Background: Malignant pleural mesothelioma (MPM) is the most lethal tumor arising from the mesothelial cells. Sometimes, it is difficult to be diagnosed based on morphology alone as reactive mesothelial hyperplasia (RMH) and some metastatic carcinomas may be confused with mesothelioma.
Aim of the study: Our study aims to evaluate diagnostic utility of BRCA1 “Breast Cancer gene" associated protein-1 (BAP1), Programmed Cell Death (PCD4), and Epithelial membrane antigen (EMA) in differentiation of malignant mesothelioma (MM) from reactive mesothelial hyperplasia (RMH) by immunohistochemistry (IHC).

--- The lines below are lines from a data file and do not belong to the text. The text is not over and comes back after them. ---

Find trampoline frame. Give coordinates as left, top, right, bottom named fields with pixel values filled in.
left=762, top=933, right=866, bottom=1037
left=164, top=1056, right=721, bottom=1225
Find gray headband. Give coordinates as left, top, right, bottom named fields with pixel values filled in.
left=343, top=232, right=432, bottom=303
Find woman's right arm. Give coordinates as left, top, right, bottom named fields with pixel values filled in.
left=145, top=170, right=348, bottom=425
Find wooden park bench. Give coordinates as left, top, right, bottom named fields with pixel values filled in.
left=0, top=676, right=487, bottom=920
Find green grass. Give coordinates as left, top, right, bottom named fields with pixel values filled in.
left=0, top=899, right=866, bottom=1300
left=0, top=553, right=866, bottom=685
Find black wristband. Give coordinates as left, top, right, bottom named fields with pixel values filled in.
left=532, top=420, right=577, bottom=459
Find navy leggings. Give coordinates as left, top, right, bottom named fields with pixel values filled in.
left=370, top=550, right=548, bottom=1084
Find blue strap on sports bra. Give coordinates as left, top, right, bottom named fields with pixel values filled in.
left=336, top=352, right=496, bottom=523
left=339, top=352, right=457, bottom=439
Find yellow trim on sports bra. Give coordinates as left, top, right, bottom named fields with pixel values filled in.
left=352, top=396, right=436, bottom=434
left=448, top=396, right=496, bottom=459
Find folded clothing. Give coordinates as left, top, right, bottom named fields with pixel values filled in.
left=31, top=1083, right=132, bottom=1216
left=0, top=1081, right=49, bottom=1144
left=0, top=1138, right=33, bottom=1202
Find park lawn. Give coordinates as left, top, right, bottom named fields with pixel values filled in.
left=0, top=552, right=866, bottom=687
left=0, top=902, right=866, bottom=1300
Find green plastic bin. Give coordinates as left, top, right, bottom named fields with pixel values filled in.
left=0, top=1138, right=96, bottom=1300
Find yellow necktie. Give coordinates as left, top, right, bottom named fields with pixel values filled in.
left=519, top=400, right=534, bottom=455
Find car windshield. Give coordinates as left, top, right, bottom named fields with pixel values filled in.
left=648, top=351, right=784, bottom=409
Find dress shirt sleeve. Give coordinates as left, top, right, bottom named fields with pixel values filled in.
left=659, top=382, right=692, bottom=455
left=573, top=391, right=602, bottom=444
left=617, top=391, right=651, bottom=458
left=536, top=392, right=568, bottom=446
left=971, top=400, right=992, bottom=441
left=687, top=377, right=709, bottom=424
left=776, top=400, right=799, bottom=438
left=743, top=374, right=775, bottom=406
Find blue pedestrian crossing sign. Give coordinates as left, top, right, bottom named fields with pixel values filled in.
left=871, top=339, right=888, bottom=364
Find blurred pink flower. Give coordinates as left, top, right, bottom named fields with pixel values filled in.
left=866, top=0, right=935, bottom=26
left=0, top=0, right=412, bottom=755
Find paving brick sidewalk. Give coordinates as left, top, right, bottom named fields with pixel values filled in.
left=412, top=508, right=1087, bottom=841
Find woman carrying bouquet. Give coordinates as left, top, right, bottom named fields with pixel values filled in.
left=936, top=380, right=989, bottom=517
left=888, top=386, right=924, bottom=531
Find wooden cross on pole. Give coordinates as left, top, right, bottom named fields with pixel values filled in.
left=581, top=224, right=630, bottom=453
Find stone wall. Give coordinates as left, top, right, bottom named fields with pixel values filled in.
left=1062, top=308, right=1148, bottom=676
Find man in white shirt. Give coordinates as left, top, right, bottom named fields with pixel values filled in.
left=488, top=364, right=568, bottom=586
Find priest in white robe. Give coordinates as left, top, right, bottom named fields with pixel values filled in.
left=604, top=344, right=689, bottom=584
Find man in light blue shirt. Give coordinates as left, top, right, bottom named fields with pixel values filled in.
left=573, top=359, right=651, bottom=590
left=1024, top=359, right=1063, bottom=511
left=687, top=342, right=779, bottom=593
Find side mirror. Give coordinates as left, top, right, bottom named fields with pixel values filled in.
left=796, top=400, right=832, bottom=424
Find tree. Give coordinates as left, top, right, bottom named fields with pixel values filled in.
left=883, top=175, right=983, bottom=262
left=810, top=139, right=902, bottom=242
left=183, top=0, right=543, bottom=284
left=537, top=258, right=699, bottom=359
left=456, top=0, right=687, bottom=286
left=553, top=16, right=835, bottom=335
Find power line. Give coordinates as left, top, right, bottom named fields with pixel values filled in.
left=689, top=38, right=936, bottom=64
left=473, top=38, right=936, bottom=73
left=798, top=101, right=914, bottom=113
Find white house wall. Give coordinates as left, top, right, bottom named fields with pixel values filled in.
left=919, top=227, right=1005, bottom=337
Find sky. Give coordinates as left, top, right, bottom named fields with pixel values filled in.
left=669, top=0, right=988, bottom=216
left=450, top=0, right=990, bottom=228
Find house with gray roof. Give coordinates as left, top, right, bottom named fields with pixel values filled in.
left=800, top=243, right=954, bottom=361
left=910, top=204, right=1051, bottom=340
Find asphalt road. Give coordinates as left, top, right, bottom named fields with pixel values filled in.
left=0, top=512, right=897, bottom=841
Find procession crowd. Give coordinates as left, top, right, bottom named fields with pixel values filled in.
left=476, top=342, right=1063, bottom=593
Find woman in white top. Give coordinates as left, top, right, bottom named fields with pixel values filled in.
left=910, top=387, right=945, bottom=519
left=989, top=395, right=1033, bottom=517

Material and methods: Retrospective study, include 60 patients, was carried out in Chest and Pathology Departments of Zagazig University from October 2016 till August 2020. The expression levels of BAP1, PCD4and EMA were investigated using cytological analysis compared with cell block method in all cases of MPMs and RMH
Results: BAP1loss was detects malignant mesothelioma confirmed by cytology in 19 out of 20 patients with sensitivity of 95%, specificity 92.5%, PCD4 was positive in 39 out of 40 patients of RMH and can diagnose reactive mesothelioma with a sensitivity of sensitivity of 85.7%, specificity 100%. EMA was positive 95% in MM confirmed by cytology and can diagnose malignant mesothelioma with a sensitivity of 95%, specificity 97.5%.
Conclusion: Increased sensitivity of diagnosis by cell block method was observed in cases that were reported as reactive mesothelial hyperplasia by conventional smears. BAP1 loss, negative PCD4 immunostaining and positive EMA favor mesothelioma.
Keywords: BAP1, PCD4, EMA, malignant mesothelioma.